Lafa gelince “bu ülkenin insanı” olan Ali Babacan, âdeta İngiliz kraliçesi tarafından, krallığa yaptığı hizmetlerden dolayı şövalye ilân edilip “sör” ünvânı verilenler gibi bir tavır sergilemiştir. İngilizler bile Afrika’da yaptıkları insanlık dışı muamele ve söylemler sebebiyle özür diliyorken Ali Babacan, Afrika’ya sömürgeci olarak değil, insânî niyetlerle kucak açan Türkiye’den “kabile devleti” ve Türkiye Cumhuriyeti Cumhurbaşkanı Recep Tayyip Erdoğan’dan “kabile reisi” olarak bahsederek yapabileceği en büyük siyâsî etik yanlışını yapmıştır.

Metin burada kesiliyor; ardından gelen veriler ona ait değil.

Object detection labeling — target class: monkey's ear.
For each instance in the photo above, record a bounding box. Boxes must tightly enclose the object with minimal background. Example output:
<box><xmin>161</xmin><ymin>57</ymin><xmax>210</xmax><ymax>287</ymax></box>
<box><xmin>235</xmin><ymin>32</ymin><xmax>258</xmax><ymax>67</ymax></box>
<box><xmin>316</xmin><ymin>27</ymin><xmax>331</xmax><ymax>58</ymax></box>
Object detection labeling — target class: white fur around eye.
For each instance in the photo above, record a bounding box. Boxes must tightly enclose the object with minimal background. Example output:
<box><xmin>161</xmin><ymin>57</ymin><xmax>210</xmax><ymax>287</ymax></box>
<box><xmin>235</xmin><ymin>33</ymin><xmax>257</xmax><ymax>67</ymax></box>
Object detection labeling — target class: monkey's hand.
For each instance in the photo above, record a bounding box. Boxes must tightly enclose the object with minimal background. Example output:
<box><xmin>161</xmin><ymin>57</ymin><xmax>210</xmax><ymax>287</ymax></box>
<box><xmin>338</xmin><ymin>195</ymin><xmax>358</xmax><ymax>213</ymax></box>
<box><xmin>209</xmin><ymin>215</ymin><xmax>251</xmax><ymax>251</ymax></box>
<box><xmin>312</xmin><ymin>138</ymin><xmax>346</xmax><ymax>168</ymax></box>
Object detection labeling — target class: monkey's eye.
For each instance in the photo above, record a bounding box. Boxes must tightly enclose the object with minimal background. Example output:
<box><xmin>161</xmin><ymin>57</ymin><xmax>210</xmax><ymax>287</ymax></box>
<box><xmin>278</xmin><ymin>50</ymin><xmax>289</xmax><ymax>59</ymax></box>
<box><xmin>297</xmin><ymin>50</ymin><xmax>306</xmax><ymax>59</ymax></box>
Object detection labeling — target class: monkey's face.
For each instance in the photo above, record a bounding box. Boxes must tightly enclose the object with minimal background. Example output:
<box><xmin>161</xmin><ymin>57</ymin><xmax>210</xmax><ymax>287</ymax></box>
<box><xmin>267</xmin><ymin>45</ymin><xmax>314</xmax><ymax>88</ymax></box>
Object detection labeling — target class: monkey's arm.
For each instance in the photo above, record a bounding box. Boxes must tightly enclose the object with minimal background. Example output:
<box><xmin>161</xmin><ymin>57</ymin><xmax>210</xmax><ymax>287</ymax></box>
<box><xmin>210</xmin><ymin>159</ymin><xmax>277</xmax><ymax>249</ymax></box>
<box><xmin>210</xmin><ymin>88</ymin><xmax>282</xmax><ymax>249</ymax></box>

Babacan, cumhurbaşkanı olsa…

Diyelim ki, Ali Babacan Millet İttifakı’nın ortak adayı olarak seçime girdi ve cumhurbaşkanı oldu. O zaman Afrika ülkelerine gittiğinde ne diyecek ve o ülkelerin insanlarının yüzüne nasıl bakacak? Ya da bu ülke liderlerinden biri Türkiye’ye geldiğinde Cumhurbaşkanlığı Senfoni Orkestrası, bu Afrika lideri için senfoni yerine “tamtam müziği” mi çalacak?

Ali Babacan, bir burjuva çocuğu olarak öğrenciyken kendi özel arabasıyla geldiği ODTÜ’de “oryantalist” doktrinlere mâruz kalmış olabilir. Bakanlığı sırasında ziyâret ettiği Afrika ülkelerinden bir an önce ayrılıp Avrupa’da rahat nefes almak için görüşmelerini aceleyle yapmış olabilir. Ama Türkiye Cumhuriyeti devletinin kimliğini ve pasaportunu taşıyan bir vatandaş olarak ve ülkenin yönetimine aday olan bir siyâsî partinin genel başkanı olarak, siyâsî rakibini eleştirirken Recep Tayyip Erdoğan’ın şahsında Türkiye Cumhuriyeti’ne ve Afrika ülkelerine hakaret etme hakkına sâhip değildir. Zâten kimsenin “hakaret etme hakkı” diye bir hakkı yoktur.

Ali Babacan’a tavsiyem, ekonomi bilgisinin yanına bir de sosyal ve kültürel antropoloji bilgisi ekleyerek, “oryantalizm” konusunda hiç olmazsa Edward Said’i okumalıdır. Avrupa bile oryantalist bakış açısını besleyen “kültürel merkezci” ve “Avromerkezci” anlayışlardan kurtulmaya çalışmakta ve insanları olduğu gibi tanımayı esas alan “kültürel görecelik” anlayışına önem vermektedir.

Ali Babacan, kendi ülkesine ve kendi insanlarının yanında diğer ülkelere ve bu ülkelerin insanlarına kültürel görecelik üzerinden bakarsa, cumhurbaşkanı veya yeniden bakan olamayacak olsa da en azından, sâdece görüntüde değil, özde de nazik ve saygılı siyâsetçi profili ortaya koyabilir. O zaman irfan sâhibi Anadolu insanımızın gözündeki “davar çobanı bile olamazdın” imajından da kurtulur.